The obvious points: (1) Desktops can have much more power and storage than laptops. Price aside, my new desktop is a quad-core 64-bit processor with 3Gb of RAM (expandable to 8Gb) with 640Gb of SATA RAID 1 storage for (<$800). I don’t know that a similarly equipped laptop is even possible, affordable, or if it would have any battery life (or burn up if used for a while). With so much development happening on virtual machines (VPCs) nowadays (for many reasons) it is nice to be able to have the hard drive space (on separate physical drives), available memory, and ability to dedicate a core of your CPU to an individual VPC. With 2Gb of memory being a minimum development environment (4Gb being ideal – especially in a 32 bit environment) being able to (cheaply) add RAM is key. Also if you run a local development database, having a separate drive/core for it is nice as well.
(2) You can’t easily present with a desktop. Whether it is an internal “lunch-n-learn”, client demo, or user group meeting – if you ever meet with and talk to people, having a desktop is like hauling an anchor around. It also goes without saying that if you work away from your desk for an extended period of time, and have to bring your own hardware, then a laptop is a requirement.
(3) Multiple monitors – I can’t say enough about this – using 2+ monitors for development is a huge increase in productivity and reduction in distraction/frustration. Being able to have one screen for reading documentation, research, e-mail and one as a “work surface” is almost a requirement for development today. Having the user interface on one screen and the event code or markup on the other screen is very helpful (wish Visual Studio handled multiple screens better). Both desktops and laptops can have multiple screens, though the coveted 3-screen setup is just “a card away” on a desktop. Plus with a desktop you can put your monitor where it “should be” which is at about eye-level while sitting – hard to do that with a laptop and keep typing.
Less obvious points: (4) Keyboard. I love my ergonomic keyboard, and can type more accurately and for longer periods of time with it. Laptop keyboards tend to be smaller and flat (so they can fold down). You can add a keyboard to a laptop but it is awkward. Plus with a desktop you can put the keyboard on the little keyboard shelf on many desks which puts it at a better level ergonomically (arms lower – near right angle).
(5) Pair programming and support/debugging – it is nice to be able to take your entire laptop to someone who you are working with or who will help you with a problem. It is a more natural way to work. Desktop machines are anchored, by design. Sure you can do a remote takeover of your machine, or walk over to another person’s desk to see their issue, but it is less convenient.

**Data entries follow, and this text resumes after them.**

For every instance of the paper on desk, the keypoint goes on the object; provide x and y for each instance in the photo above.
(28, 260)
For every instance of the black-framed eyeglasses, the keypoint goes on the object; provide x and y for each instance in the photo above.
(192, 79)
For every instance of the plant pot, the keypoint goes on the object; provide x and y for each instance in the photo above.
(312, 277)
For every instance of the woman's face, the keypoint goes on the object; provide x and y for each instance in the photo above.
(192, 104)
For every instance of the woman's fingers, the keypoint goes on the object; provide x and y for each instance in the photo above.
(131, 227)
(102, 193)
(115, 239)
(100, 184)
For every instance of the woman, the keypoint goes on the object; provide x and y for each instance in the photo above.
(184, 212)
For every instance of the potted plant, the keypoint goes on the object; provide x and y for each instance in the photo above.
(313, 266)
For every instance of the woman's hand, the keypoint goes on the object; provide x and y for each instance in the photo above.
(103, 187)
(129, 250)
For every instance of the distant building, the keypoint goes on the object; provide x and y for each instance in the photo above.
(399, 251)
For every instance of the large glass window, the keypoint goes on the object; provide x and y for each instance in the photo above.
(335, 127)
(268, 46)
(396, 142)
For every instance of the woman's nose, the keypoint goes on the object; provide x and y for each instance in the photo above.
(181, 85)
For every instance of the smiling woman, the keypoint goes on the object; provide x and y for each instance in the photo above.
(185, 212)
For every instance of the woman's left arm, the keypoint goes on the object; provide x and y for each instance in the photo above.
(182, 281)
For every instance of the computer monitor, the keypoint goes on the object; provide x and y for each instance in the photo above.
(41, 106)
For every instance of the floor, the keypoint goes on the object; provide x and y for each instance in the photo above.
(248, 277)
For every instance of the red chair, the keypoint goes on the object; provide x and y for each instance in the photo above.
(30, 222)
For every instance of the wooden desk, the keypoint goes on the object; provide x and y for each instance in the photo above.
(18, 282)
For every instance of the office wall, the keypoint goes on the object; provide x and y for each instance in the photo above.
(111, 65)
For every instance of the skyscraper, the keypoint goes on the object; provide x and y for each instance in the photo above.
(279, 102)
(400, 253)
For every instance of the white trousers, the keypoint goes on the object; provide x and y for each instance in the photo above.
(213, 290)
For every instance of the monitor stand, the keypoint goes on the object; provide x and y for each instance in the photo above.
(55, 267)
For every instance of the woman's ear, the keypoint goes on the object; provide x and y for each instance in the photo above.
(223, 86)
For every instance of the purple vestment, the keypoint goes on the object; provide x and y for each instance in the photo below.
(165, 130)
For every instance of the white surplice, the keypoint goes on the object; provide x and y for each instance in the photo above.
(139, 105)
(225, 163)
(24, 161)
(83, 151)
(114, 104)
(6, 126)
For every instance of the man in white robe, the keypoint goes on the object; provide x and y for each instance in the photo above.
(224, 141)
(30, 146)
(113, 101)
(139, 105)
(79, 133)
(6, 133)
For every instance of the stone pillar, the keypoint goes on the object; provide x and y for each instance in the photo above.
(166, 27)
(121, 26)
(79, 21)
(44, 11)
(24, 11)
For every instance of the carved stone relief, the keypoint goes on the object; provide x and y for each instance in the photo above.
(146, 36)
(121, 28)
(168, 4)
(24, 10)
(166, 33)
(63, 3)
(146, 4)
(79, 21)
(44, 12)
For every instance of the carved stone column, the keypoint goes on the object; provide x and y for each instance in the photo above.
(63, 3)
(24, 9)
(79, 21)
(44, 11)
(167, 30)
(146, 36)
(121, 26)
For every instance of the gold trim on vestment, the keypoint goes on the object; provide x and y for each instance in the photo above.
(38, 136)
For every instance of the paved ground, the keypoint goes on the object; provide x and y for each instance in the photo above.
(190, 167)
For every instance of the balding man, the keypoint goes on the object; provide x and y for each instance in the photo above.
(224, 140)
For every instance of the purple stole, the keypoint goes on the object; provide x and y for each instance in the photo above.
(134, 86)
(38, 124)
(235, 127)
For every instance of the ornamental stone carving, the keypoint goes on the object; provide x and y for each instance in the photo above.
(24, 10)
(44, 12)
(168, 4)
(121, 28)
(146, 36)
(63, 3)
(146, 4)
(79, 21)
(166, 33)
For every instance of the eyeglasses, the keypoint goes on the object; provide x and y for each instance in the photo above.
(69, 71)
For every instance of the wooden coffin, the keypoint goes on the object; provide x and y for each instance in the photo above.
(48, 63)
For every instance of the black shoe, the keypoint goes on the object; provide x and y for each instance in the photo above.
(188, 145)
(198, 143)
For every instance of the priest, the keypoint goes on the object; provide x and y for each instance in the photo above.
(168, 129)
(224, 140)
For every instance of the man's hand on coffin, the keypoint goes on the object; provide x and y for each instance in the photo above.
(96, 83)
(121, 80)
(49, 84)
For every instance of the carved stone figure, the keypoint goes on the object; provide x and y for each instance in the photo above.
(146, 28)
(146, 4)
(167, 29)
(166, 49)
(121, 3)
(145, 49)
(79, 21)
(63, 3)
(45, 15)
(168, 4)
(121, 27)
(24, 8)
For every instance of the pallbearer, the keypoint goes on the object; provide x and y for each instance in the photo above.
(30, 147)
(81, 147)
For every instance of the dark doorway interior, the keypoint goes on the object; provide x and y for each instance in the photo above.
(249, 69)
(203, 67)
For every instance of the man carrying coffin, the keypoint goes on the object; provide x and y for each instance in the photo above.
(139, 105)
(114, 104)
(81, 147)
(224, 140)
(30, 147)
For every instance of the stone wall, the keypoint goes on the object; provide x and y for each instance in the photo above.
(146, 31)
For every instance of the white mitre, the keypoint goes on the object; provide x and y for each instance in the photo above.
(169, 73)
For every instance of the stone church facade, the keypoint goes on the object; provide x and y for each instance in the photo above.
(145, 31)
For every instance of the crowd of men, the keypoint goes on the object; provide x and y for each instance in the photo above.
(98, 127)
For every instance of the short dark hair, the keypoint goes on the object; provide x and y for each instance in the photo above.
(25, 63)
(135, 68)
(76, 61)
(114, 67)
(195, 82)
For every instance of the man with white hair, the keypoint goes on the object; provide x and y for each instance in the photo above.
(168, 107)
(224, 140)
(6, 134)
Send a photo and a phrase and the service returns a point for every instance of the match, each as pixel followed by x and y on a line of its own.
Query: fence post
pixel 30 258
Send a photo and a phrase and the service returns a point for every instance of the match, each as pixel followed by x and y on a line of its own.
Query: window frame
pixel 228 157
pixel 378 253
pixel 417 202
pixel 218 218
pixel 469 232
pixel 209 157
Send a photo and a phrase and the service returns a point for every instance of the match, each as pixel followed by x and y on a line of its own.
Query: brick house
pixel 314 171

(6) Taking work home with you – this is a toughie. For me, I think I would rather come in early or stay late and work on a desktop than have the “opportunity” to easily take a laptop home with me and try to get it done there. I’d still argue that you can be more efficient/productive on a desktop (with a higher-performing machine with more screen “real estate” in a more ergonomic setup) and maybe be able to avoid not getting work done in the first place. But to be able to physically and mentally “leave work” at the end of the day is actually very healthy – even if this means longer hours at the office when needed.
Well, that’s my $.02 on the topic (refunds available if you include a self-addressed stamped envelope).